Time for some savagery. I admit it, it’s always been part of my musical soul. When I feel like breaking stuff, I put on Death Metal. Heavy Metal, in and of itself, is but an umbrella genre (like country) for a multitude of sub-genres like Power Metal, Black Metal, Hardcore, Thrash, Prog Metal and Nu-Metal. (I might’ve missed a few new ones since I’ve been away from the scene for a number of years.) Only good Death Metal, though, scratches my savage itch. California quartet Exhumed, has had 19 members in 27 years (they were out of action from 2005 to 2010. Currently, guitarist Matt Harvey bellows his lion’s roar vocals over the right-on-time rhythm section of bassist Ross Sewage and drummer Michael Hamilton. Guitarist Bud Burke (their former bassist) fills in the holes admirably. The result is this year’s Death Revenge (Relapse). Filled with classical introductions, and maintaining a high level of violent pounding throughout, it feels good to this old soul. Funny, I never thought of Death Metal as being a particularly nostalgic kind of music, but, then again, I’m a total weirdo.

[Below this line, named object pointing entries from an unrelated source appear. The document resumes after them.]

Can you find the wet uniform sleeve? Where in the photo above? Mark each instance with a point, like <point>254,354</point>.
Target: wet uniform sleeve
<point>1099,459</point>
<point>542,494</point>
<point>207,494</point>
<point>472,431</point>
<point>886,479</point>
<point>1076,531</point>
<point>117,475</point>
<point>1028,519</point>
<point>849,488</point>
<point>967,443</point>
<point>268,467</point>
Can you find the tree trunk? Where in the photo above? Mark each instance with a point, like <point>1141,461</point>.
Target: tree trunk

The two-CD Wild Wild Love by Flat Duo Jets (Daniel 13) takes the mythic Chapel Hill North Carolina band’s 1990 debut and puts it with their 1984 cassette-only In Stereo EP on CD #1. Singer/Guitarist Dexter Romweber and drummer Crow Smith wanted to out-Cramp The Cramps on some wild wild shockabilly with over-the-top surf guitar and steamroller drums. No overdubs. Straight to tape. Some say they stole the show on the 1987 movie documentary Athens, GA Inside/Out. Just like Elvis got instantly famous when he did The Ed Sullivan Show in the 1950s, Flat Duo Jets (a trio) used an incendiary appearance on LateNight With David Letterman to cult favorite status in 1990.
CD #2 is a totally delicious grab-bag of items. Apparently, their mindset and what they love perfectly coincides with mine so imagine the delight of hearing NRBQ-like covers of The Quintette du Hot Club de France (1930s), The Andrew Sisters (1940s) Huey “Piano” Smith and Wanda Jackson (1950s) and even that great old instrumental from 1939 that Mink DeVille used to use as an intro in its 1970s shows, “Harlem Nocturne.” Love these guys!

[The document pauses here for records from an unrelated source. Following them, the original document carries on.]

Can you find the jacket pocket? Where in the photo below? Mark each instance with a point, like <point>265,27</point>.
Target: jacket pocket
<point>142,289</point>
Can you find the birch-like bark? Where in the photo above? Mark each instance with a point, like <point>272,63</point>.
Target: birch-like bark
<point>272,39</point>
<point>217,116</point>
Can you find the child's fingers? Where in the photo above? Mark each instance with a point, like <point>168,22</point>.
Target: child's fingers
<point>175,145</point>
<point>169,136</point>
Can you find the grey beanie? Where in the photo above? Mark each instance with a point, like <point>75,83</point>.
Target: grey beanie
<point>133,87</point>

Two professors at the University of Toronto, Dave Liebman and Mike Murley, are also soprano and tenor saxophonists extraordinaire. Liebman is well-known throughout the jazz scene for his work with Miles Davis and other legends. With over 200 albums to his credit as leader or co-leader, and an additional 500 album appearances for other artists, he’s an absolute rock when it comes to sax greatness. Murley is a Canadian treasure having won numerous Juno Awards (Canada’s equivalent of a Grammy). Together, they jump, jive and wail through seven originals on their self-released second CD The Liebman/Murley Quartet Featuring Jim Vivian and Terry Clarke Live At U of T. Bassist/Composer Vivian and drummer Clarke push, prod and poke the music forward while that sterling double-sax frontline blows bigtime. Liebman mixes it up with some high-flying flute as well. The two covers are pretty damn spectacular: Closer “Blackwell’s Message” by Joe Lovano and Johnny Mercer’s “And The Angels Sing” are both seven-minute gems. Highly Recommended.

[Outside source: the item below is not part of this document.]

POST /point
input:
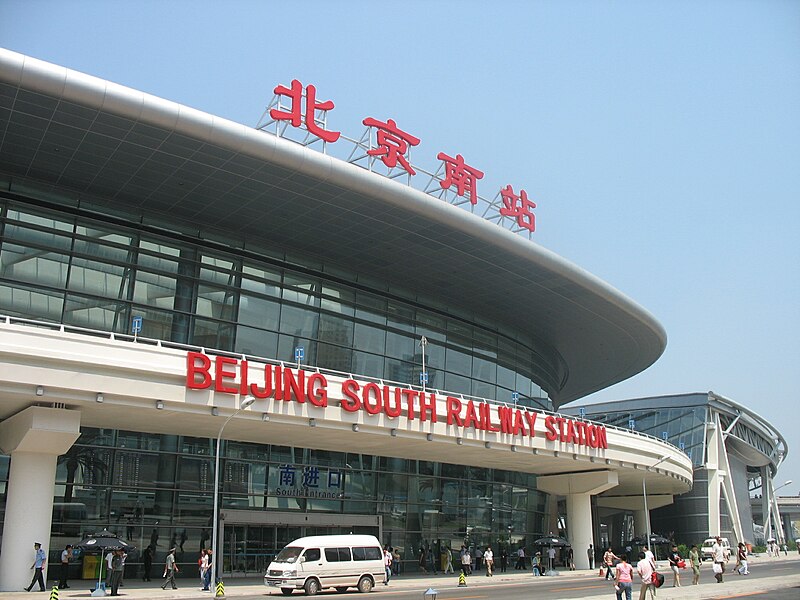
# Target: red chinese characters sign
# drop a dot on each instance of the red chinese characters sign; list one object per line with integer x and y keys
{"x": 392, "y": 147}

Finally, ain’t nothin’ like a little Western Swing to settle your nerves and get you hoppin’ simultaneously. First came Spade Cooley, then Bob Wills & The Texas Playboys on up to the beloved Asleep At The Wheel. Now say howdy to the Hot Texas Swing Band who hits all the right notes in their self-released fifth CD Off The Beaten Trail.
“Cow Cow Boogie” was written by Don Raye for the Abbott & Costello movie Ride ‘Em Cowboy. It wound up being the very first #1 for Capitol Records by Ella Ray Morse in 1942. HTSB’s version kicks like an ornery mule. Their version of Arthur Hamilton’s 1953 “Cry Me A River” (although just a step down from Barbra Streisand’s penultimate 1963 version which, basically, introduced her to the world) is still certainly swoon-worthy. The Big Bopper’s “White Lightnin’” (which George Jones took to #1 in 1959) gets dusted off, shined up and presented in a sleek new version that should (but won’t) be a 2018 radio hit. Ditto for Johnny Gimble’s 1995 “Bull Whip.” Add five originals and this combo of guitar, sax, trumpet, fiddle, piano, steel, bass, drums and three singers should tickle your fancy bigtime.